Il Ministero della Salute sembra aver scelto di seguire fin da principio la falsariga di questo secondo modello, convocando, nel novembre del 2012, un “board di saggi” affinché indicasse linee guida da integrare nel decreto legge circa la governance dei trattamenti con cellule staminali, e dirimesse direttamente la questione Stamina. Senza entrare nel merito della definizione dei criteri di reclutamento del “board dei saggi”, ci sembra fondamentale sottolineare come questa strategia di policy-making—che solo ironicamente è possibile considerare aperta alla partecipazione della cittadinanza—abbia creato essa stessa lo spazio per interventi che hanno fatto uso di luoghi istituzionali non pertinenti (e.g. i tribunali) e di strumenti retorici inadeguati alla delicatezza della materia. A questo proposito, per quanto non dovrebbe servire rimarcarlo, facciamo notare come una trasmissione televisiva quale "Le Iene" non sia né il luogo istituzionale appropriato per avanzare istanze di diritto, anche qualora fossero legittime, né lo strumento retorico più appropriato ad affrontare un dibattito pacato, costruttivo e non gridato sulla vita umana. La scelta esclusiva del Ministero si è rivelata ancora più sfortunata dal momento che, alla stessa, non ha fatto seguito nemmeno il sordo rigetto delle critiche. La dimostrazione di cedevolezza rispetto alle richieste delle frange più emotivamente agguerrite ha gettato ulteriore benzina sul fuoco. È così esploso uno pseudo-dibattito disperso e inconcludente che minaccia gravemente la legittimità delle istituzioni, quale sede di risoluzione ponderata e non emotiva di conflitti, e della comunità scientifica, quale luogo di sapere intersoggettivamente controllato e controllabile.
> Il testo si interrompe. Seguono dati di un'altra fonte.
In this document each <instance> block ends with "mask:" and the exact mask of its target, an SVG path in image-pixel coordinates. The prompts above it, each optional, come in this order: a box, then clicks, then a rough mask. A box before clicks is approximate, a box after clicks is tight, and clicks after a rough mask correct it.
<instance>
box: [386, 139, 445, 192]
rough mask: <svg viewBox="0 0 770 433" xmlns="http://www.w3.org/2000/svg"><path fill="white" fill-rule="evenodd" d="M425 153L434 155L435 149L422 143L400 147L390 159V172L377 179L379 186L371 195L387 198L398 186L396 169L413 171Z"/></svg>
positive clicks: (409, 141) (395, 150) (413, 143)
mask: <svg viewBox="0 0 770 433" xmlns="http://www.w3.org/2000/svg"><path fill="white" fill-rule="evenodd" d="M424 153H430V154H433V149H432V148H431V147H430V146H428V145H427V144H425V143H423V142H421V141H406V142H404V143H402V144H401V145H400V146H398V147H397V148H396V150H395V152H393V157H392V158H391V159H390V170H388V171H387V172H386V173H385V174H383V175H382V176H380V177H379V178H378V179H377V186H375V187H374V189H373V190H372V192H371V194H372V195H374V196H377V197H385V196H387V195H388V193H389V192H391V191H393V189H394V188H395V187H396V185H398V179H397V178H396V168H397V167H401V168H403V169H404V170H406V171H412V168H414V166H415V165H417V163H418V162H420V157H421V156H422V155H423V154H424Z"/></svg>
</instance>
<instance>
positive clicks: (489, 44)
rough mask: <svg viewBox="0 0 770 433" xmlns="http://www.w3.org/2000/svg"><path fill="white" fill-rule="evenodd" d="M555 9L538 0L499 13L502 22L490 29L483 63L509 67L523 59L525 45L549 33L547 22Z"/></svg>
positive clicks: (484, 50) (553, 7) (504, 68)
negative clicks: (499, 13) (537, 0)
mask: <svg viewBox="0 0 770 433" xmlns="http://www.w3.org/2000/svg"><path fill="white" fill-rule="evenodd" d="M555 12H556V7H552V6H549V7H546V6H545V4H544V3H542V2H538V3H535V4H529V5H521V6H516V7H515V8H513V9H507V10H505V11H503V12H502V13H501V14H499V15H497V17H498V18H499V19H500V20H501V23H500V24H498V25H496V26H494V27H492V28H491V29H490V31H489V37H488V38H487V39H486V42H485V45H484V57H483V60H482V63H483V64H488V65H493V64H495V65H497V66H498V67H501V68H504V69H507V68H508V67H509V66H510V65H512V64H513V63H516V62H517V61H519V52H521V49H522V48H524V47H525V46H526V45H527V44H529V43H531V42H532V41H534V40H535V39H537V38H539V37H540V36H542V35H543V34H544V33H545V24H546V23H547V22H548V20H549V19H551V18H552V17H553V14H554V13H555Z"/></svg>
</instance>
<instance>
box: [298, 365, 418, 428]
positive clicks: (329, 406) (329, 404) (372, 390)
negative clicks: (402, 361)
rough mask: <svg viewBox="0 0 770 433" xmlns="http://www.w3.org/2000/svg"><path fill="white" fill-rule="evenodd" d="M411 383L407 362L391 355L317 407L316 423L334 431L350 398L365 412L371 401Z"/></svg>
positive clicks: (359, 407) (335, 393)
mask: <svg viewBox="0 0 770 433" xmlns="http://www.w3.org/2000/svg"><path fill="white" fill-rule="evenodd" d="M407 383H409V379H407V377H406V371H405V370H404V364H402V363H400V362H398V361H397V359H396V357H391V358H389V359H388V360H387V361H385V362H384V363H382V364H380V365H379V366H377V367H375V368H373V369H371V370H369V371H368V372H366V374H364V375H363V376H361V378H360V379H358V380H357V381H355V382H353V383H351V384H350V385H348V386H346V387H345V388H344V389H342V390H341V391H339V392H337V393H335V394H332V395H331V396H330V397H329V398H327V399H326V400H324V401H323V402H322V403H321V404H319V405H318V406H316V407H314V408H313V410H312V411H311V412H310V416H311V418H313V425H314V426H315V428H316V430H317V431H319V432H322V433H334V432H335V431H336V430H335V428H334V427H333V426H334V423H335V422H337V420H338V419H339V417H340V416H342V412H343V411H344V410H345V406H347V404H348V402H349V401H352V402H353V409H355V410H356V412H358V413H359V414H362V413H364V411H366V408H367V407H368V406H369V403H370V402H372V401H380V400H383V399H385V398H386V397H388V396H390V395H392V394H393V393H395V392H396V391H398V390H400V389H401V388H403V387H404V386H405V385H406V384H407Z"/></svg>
Sentiamo, soprattutto in questo momento, di non poterci astenere dal rilievo, anche banale, che tanto la natura delle questioni etiche in merito al progresso tecno-scientifico in generale e più specificamente biomedico, quanto i cambiamenti più recenti dell’assetto del corpo sociale, impongono un radicale ripensamento, in senso di reale e non gridata apertura al cittadino, dell’architettura degli organi istituzionali deputati alla compilazione e all’implementazione di policies relative alle scienze della vita. Non basta invocare la democrazia, bisogna realizzarla attraverso una partecipazione del cittadino non gridata, non su base emotiva, non gestita da capipopolo che con il sapere necessario hanno poco a che fare. Non abbiamo più bisogno di parrhesiasti, di persone che parlano a vanvera.